MARTÍNEZ: NPR investigations reporter Chiara Eisner has been covering this story and is in Atmore, Ala. That's where the execution is scheduled to take place around 6 p.m. There's also been a lot of debate over this as well there. Chiara, does it still look like it's going to happen today?
CHIARA EISNER, BYLINE: It does. And there has been a lot of back-and-forth in Alabama courts. But yesterday, the U.S. Supreme Court justices were given a chance to chime in as well. Kenneth Smith's lawyers asked them to consider pausing the execution so they could argue that executing Smith a second time violated his constitutional protection against cruel and unusual punishment.

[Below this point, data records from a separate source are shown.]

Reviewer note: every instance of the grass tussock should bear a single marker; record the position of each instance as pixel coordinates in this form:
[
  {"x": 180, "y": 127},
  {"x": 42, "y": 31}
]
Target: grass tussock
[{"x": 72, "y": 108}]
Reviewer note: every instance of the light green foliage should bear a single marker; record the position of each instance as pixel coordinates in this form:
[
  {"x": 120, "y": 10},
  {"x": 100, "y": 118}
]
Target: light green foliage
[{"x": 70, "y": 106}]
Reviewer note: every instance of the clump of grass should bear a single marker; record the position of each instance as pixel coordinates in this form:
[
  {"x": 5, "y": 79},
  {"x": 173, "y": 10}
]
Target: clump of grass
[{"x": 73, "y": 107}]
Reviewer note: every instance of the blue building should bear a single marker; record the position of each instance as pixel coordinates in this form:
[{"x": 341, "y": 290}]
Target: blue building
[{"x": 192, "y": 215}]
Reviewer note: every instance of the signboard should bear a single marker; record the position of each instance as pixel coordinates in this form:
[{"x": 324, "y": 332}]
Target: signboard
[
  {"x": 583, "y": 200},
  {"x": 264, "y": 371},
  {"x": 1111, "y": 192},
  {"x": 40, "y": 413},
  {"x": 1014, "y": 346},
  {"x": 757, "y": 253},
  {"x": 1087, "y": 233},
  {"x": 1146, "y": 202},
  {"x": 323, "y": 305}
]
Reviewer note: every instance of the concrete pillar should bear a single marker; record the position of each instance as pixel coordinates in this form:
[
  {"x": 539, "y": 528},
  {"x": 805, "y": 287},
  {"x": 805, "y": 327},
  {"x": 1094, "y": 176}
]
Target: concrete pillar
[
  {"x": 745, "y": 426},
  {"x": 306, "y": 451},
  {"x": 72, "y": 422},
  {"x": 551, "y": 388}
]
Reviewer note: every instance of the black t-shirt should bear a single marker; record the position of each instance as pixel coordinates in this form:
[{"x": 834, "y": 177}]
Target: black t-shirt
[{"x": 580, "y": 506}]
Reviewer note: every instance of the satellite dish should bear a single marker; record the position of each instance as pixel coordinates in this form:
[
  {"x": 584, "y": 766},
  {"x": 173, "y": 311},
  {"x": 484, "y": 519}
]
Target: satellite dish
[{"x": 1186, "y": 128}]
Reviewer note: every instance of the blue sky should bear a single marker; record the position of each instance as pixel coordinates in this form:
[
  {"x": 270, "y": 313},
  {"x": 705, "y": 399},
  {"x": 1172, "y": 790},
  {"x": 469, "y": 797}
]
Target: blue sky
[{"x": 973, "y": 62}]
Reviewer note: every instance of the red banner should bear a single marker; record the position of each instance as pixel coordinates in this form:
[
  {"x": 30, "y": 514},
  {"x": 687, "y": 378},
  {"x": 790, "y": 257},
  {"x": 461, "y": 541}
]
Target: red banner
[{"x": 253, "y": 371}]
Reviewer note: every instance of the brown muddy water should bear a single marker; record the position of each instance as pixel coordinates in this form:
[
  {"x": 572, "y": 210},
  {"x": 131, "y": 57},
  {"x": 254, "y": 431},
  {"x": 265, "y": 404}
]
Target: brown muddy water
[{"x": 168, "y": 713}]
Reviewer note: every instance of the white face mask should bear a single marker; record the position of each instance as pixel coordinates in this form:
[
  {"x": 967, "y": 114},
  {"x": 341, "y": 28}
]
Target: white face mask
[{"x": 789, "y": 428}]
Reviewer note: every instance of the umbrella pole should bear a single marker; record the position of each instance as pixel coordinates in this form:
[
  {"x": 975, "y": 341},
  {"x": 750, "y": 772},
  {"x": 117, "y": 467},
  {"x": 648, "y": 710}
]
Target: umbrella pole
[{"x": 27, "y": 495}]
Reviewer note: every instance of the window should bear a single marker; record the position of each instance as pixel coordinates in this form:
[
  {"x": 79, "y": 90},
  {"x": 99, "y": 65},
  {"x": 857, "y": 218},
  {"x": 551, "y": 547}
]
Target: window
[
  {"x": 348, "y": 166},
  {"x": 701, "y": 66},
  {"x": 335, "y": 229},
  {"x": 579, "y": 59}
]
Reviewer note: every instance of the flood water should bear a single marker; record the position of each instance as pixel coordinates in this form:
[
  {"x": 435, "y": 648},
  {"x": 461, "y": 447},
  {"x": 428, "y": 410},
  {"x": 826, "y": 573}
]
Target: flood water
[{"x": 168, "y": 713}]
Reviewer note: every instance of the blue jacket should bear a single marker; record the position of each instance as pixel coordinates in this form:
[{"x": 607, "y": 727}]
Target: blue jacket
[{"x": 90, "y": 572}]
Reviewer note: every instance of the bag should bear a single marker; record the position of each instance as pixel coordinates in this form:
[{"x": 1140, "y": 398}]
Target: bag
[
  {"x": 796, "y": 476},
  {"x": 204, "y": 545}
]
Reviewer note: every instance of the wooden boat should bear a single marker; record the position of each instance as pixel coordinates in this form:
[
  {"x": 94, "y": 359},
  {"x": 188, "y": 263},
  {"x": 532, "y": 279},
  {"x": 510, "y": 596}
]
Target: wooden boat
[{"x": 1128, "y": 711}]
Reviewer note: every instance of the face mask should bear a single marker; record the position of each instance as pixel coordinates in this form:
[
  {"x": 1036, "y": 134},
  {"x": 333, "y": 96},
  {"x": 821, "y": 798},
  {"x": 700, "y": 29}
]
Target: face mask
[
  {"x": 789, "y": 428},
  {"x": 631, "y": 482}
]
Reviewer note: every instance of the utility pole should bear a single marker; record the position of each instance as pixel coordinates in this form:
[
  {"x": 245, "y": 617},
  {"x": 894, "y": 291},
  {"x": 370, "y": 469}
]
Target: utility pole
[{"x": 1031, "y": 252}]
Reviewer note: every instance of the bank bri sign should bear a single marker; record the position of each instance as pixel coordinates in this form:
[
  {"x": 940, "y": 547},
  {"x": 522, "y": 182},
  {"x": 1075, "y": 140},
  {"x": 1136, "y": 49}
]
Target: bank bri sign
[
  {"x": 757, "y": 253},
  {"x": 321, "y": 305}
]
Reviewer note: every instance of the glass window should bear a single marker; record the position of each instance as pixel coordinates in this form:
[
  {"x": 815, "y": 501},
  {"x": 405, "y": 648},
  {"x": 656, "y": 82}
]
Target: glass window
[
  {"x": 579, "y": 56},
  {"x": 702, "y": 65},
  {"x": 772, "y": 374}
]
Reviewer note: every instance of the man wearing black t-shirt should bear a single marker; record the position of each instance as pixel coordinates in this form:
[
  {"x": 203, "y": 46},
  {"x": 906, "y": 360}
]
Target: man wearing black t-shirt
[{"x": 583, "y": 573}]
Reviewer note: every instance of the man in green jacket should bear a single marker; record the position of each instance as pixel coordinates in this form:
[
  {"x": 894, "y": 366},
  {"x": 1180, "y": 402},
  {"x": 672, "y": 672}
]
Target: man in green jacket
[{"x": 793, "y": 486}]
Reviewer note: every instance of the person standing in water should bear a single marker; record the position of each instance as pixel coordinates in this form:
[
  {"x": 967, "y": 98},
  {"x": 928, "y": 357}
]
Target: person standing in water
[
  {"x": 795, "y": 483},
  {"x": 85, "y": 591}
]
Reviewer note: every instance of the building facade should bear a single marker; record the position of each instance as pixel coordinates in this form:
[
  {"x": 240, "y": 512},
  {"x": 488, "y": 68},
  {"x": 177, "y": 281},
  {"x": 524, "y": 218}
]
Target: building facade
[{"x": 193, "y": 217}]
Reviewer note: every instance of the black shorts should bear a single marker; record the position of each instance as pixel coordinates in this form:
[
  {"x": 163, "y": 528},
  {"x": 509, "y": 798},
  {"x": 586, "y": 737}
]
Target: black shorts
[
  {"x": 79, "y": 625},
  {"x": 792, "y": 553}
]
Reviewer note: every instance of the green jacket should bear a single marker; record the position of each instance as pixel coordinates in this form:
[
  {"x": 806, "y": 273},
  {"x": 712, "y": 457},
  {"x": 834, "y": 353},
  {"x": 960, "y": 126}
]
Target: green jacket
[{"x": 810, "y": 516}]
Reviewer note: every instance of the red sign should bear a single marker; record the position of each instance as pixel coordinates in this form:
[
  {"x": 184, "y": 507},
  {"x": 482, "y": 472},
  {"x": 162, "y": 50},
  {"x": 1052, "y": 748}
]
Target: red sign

The U.S. Supreme Court justices denied that attempt, so as of now, the execution is still scheduled for later today.
MARTÍNEZ: All right. Now, nitrogen as a form of execution - I mean, why are they using an untested method for this second attempt to execute Kenneth Smith?
EISNER: Well, back in 2022, Alabama had three high-profile botched executions when the state attempted to execute people with lethal injection. Each of those three times, execution workers from Alabama were unable to quickly place the IV in the veins of the prisoners to deliver the drugs. The first time, they ended up actually executing the prisoner, but it took so long that the family is now suing the state. And those other two times, one of which was Smith's execution, the state had to call the executions off after those workers failed again and again to successfully get the needle in the prisoners' veins. After they left Smith on the gurney for four hours during his failed execution, he and his lawyers argued that the state should never use lethal injection on him again, and Alabama had passed a statute in 2018 that allowed for nitrogen hypoxia as a secondary method, so that was the alternative they had to fall back on.
MARTÍNEZ: This nitrogen that we've been talking about - is it like laughing gas? Is that what we're talking about?
EISNER: No, that is nitrous oxide. This is pure nitrogen gas, which is not administered to humans in medical settings. And it's been deemed by vets to be, quote, "unacceptable" for the euthanization of mammals other than pigs because of its potential for causing distress to those animals.
MARTÍNEZ: Oh, OK. Now, you've been reporting on this for a couple months now. You've spoken to Smith and also his spiritual adviser. That spiritual adviser is going to be in the room with him later today. How are they feeling about how prepared the state of Alabama is to carry this out on a person?
EISNER: Yes. So I spoke with the spiritual adviser, Jeff Hood, yesterday, shortly after he saw Smith at the prison and met with the prison's warden. Here's what he told me.
JEFF HOOD: The warden came and took me back to the execution chamber. And I can tell you that what I saw did nothing to minimize my fears. They have proven time and time again that they don't know what they're doing. So I think we're heading into what could possibly - a catastrophe.
EISNER: Reverend Hood will be at the prison from 8:30 in the morning today until 6 p.m., when the execution is scheduled to take place. We'll be there, too, to report on what's happening outside and inside the prison during the execution.
MARTÍNEZ: All right. That's Chiara Eisner, a reporter with NPR's investigations team. Chiara, thank you very much for bringing us this.